I just have my students write on notebook paper, they turn their letters in Friday, and I return them on Monday. We do not have a specific time to work on their letters, but they know they can do that as early finisher work or during workshop time. I staple my letter back to the top of their letter, and then they write a new letter the following week. If you would like a free letter writing template, please click here. Another option is to keep a notebook and have students write in one page, and glue or write your response on the next page. Personally, I do not want to have to take that many notebooks back and forth from school each week, but you have to do what works for you!

My students will sometimes plan all week for what they write in their letters by making a list of things that come to mind throughout the week, and then using that list to write a well thought out letter. This is a great way to get students excited about writing, building writing stamina and motivated to write for an audience.
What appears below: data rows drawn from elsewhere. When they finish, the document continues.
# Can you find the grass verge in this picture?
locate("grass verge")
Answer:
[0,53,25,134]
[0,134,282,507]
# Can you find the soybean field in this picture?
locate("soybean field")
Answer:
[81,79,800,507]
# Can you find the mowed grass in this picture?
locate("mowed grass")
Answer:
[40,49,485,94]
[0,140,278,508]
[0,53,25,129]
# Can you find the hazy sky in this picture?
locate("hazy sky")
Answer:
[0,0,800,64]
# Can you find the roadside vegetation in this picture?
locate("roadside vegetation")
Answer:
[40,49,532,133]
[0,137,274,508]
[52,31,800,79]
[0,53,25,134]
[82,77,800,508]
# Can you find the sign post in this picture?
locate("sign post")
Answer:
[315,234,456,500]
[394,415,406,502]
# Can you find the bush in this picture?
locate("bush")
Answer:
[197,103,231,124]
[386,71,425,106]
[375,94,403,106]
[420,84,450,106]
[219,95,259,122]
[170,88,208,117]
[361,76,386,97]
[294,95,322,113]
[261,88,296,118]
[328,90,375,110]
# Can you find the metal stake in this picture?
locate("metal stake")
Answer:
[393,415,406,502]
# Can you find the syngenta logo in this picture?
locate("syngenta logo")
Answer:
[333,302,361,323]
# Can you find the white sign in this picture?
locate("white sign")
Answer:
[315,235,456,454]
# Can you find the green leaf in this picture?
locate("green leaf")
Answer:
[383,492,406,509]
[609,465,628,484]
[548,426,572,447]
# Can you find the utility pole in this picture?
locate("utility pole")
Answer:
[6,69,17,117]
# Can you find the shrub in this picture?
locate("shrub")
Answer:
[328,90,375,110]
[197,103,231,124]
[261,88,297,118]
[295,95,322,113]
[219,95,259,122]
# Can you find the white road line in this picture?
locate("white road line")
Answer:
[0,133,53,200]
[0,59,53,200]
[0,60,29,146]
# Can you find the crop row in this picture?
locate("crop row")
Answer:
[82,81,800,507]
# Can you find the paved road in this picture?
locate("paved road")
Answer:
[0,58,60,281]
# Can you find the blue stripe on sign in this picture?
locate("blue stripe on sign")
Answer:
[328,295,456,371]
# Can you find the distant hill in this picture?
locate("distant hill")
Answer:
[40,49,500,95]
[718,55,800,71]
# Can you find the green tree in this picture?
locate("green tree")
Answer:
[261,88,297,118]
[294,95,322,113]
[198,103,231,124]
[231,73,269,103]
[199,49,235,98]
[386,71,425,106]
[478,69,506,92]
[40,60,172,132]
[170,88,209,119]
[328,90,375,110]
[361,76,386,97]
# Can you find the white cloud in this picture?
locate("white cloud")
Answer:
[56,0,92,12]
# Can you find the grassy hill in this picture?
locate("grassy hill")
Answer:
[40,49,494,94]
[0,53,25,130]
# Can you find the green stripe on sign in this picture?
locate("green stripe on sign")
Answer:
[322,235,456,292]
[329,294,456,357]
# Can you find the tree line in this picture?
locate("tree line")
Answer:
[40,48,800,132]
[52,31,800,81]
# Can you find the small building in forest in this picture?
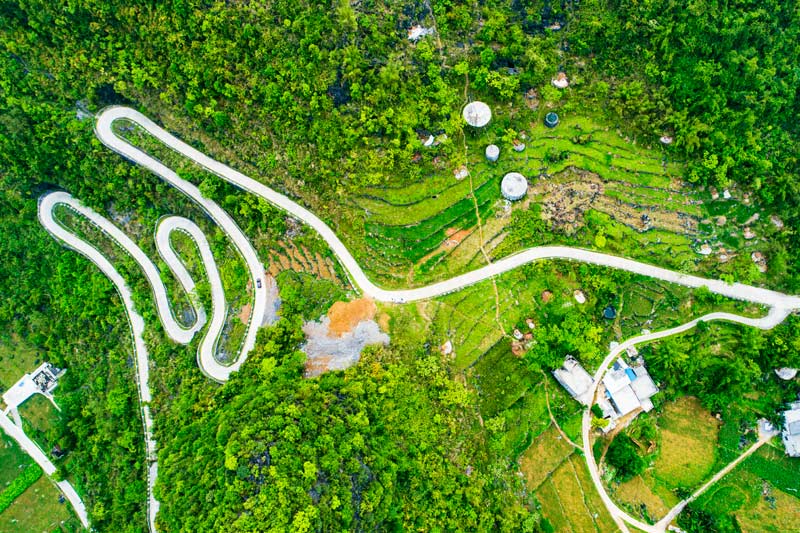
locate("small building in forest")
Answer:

Other teachers in my building have also used this system for students to write to parents rather than teachers, and then the parents write back in a notebook all year long. I think this is great for goal setting and to keep parents connected with what is happening in a classroom. I could also see this working well with a fifth grade buddy classroom, or other peers. 
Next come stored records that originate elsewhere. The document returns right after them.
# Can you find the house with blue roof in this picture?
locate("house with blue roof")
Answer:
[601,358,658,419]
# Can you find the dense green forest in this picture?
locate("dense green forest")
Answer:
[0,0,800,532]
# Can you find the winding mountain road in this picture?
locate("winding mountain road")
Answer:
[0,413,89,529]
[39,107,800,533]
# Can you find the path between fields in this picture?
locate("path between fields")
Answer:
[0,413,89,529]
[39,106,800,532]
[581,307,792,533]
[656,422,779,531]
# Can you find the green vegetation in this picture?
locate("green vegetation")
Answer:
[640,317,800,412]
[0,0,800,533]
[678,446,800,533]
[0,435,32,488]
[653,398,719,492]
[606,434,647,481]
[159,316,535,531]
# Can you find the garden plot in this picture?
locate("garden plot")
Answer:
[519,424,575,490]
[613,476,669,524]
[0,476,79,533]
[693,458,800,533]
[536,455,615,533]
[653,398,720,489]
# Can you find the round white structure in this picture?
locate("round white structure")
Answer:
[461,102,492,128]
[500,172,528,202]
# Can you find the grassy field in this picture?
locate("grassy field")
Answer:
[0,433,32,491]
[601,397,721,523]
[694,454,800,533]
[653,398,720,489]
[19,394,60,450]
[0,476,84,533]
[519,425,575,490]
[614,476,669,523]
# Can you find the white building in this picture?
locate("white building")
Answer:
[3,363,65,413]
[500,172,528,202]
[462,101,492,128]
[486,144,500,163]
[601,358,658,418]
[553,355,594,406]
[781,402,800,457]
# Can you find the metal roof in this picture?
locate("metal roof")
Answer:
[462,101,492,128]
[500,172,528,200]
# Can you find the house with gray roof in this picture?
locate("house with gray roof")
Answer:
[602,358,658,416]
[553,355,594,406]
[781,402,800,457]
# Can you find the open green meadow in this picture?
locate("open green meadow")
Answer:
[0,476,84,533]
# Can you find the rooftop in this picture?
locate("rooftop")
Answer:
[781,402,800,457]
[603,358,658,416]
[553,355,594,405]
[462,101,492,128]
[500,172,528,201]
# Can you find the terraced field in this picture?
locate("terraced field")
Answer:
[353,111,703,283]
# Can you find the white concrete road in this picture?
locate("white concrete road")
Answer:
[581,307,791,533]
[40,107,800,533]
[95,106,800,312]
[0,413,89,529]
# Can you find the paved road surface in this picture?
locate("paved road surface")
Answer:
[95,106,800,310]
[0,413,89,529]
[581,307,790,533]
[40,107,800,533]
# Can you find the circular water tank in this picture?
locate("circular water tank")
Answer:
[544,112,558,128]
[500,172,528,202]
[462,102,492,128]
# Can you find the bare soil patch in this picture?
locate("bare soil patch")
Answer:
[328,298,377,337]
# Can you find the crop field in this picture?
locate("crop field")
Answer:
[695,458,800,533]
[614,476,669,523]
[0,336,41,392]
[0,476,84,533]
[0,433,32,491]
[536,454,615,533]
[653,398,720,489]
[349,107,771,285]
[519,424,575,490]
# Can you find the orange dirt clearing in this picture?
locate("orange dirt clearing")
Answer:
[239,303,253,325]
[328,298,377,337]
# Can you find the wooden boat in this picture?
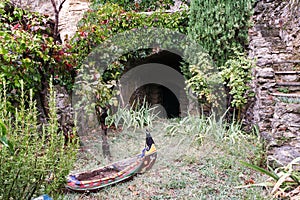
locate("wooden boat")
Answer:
[66,132,157,192]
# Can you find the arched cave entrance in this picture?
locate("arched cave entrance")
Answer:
[129,84,181,118]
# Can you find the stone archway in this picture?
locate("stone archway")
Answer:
[120,50,188,118]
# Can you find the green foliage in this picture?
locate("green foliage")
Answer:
[0,1,75,106]
[0,81,78,199]
[239,157,300,199]
[189,0,253,66]
[92,0,182,11]
[105,99,159,131]
[72,3,187,107]
[72,3,187,65]
[165,114,245,144]
[221,52,254,109]
[277,87,290,93]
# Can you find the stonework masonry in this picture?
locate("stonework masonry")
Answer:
[249,0,300,164]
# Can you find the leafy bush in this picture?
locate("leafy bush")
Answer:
[221,52,254,110]
[189,0,253,66]
[72,3,188,64]
[106,99,159,130]
[72,3,187,107]
[0,81,77,199]
[92,0,183,11]
[0,1,75,108]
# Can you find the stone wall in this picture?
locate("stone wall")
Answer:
[249,0,300,163]
[12,0,89,41]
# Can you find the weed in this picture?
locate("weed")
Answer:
[0,81,77,199]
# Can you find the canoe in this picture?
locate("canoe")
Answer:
[66,132,157,192]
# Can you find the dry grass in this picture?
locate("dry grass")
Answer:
[64,120,270,200]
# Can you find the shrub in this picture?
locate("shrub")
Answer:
[0,81,77,199]
[189,0,253,66]
[0,1,75,108]
[221,52,254,112]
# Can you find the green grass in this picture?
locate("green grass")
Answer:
[64,120,271,200]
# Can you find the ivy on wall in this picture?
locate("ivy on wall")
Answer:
[0,1,75,108]
[189,0,253,67]
[72,3,188,65]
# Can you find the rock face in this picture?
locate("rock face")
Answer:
[249,0,300,164]
[13,0,89,41]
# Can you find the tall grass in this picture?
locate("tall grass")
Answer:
[165,114,245,144]
[106,99,159,131]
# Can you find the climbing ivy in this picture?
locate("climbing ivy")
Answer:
[72,3,188,64]
[0,1,75,108]
[221,52,254,111]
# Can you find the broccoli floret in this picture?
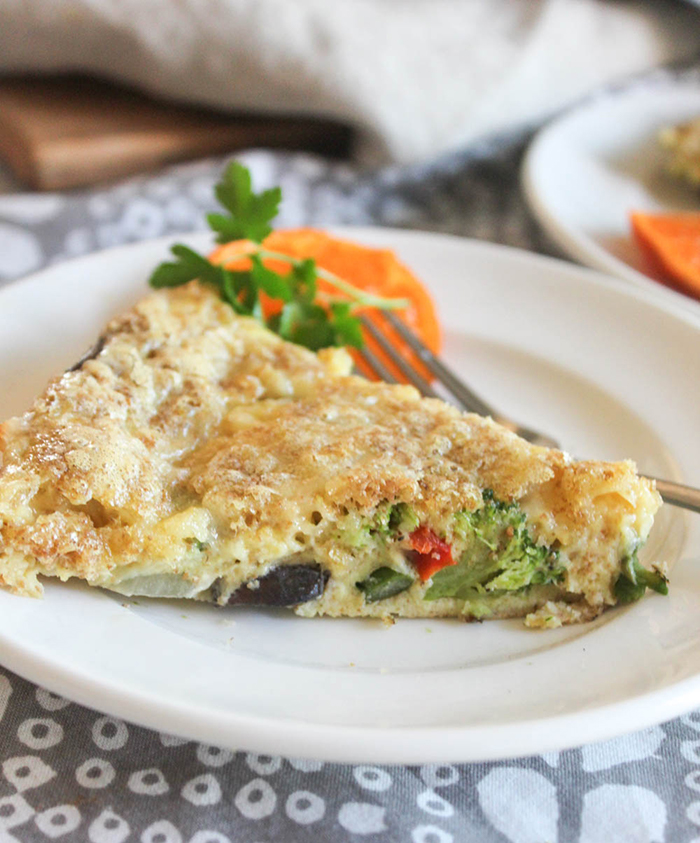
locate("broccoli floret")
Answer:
[615,547,668,603]
[389,503,420,535]
[425,492,564,600]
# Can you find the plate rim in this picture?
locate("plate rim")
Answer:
[0,226,700,763]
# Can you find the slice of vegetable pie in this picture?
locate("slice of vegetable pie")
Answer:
[0,282,665,626]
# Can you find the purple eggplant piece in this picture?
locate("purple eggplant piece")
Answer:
[66,336,107,372]
[221,565,330,606]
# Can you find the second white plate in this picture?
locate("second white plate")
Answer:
[0,229,700,763]
[522,69,700,314]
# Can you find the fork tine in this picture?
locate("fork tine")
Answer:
[360,316,438,398]
[383,310,498,418]
[357,348,398,383]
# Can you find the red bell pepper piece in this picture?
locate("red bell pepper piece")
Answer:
[410,527,457,582]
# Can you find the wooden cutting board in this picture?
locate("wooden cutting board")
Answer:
[0,76,352,190]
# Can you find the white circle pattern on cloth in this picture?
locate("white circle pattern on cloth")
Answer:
[75,758,117,790]
[92,717,129,752]
[126,767,170,796]
[17,717,63,749]
[182,773,221,807]
[352,766,392,792]
[234,779,277,820]
[0,90,700,843]
[284,790,326,825]
[34,805,81,839]
[197,743,235,767]
[88,808,131,843]
[2,755,56,793]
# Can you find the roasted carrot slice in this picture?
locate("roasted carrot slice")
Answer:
[210,228,441,377]
[630,211,700,299]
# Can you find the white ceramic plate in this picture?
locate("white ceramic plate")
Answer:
[0,229,700,763]
[523,76,700,320]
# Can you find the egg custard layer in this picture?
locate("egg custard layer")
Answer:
[0,282,665,626]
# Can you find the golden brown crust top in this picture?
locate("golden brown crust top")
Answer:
[0,283,660,608]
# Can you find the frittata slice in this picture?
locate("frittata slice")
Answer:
[0,282,665,626]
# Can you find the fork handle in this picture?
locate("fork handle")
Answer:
[647,477,700,512]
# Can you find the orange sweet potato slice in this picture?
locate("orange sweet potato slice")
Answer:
[210,228,441,380]
[630,211,700,299]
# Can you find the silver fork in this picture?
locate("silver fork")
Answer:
[359,311,700,512]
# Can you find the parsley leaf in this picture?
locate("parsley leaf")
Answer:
[149,162,407,351]
[207,161,282,243]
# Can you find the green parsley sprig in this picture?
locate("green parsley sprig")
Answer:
[149,162,408,351]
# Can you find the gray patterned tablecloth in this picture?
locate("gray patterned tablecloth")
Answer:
[0,69,700,843]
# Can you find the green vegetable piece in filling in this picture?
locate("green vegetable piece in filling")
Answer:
[425,490,564,600]
[388,503,420,534]
[615,548,668,603]
[356,568,413,603]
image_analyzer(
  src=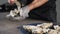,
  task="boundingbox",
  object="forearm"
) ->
[28,0,48,10]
Snag this Friday Letter Anchor Chart for free from my Teachers Pay Teachers store here.

This idea was modified from some fantastic colleagues at my school who have students write to their parents every week! (Johanna Freund and Kristin Holmquist from Holmquist’s Homeroom, to name a few.) It has been a fantastic way for me to connect with my students, and I hope you can take some of these tips and embed them into your own classroom community.

I hope that you found this blog post helpful for your classroom! Please feel free to leave feedback below, and follow my blog for more tips and tricks. There will be one new post every Monday throughout 2018! Enjoy :).


  1. Mrs. Dain

    I have done a similar thing in 3rd, 4th, and 5th grades over the years. Students have a designated journal for this purpose. Since I designate smaller groups by the color of their journals for things like this, I can assign 1 color a day. That way I have 4-6 students to read and respond to each day. They know their day of the week is always the same. I write as much as they write.

    • TheMountainTeacher

      Oh my goodness, I LOVE the idea of different colored notebooks for different days of the week. That certainly makes it more manageable. I also modify how much I write depending on what they write. I type my answers as well to make it faster, you could glue typed responses into notebooks too.

  2. Cassaundra Lantzy

    I was wondering if you have the template you used for your responses to students available anywhere?
    I love the idea, and I’m planning on using it, but I want my responses to be as easy to create as possible.
    Thank you,

    • TheMountainTeacher

      Currently, I do not have one. However, let me think about it more and I can try to create one. I usually type my responses so it’s faster and then copy and paste a lot so it is easy, but I also like to respond to what they’re actually saying, so making a template can be hard.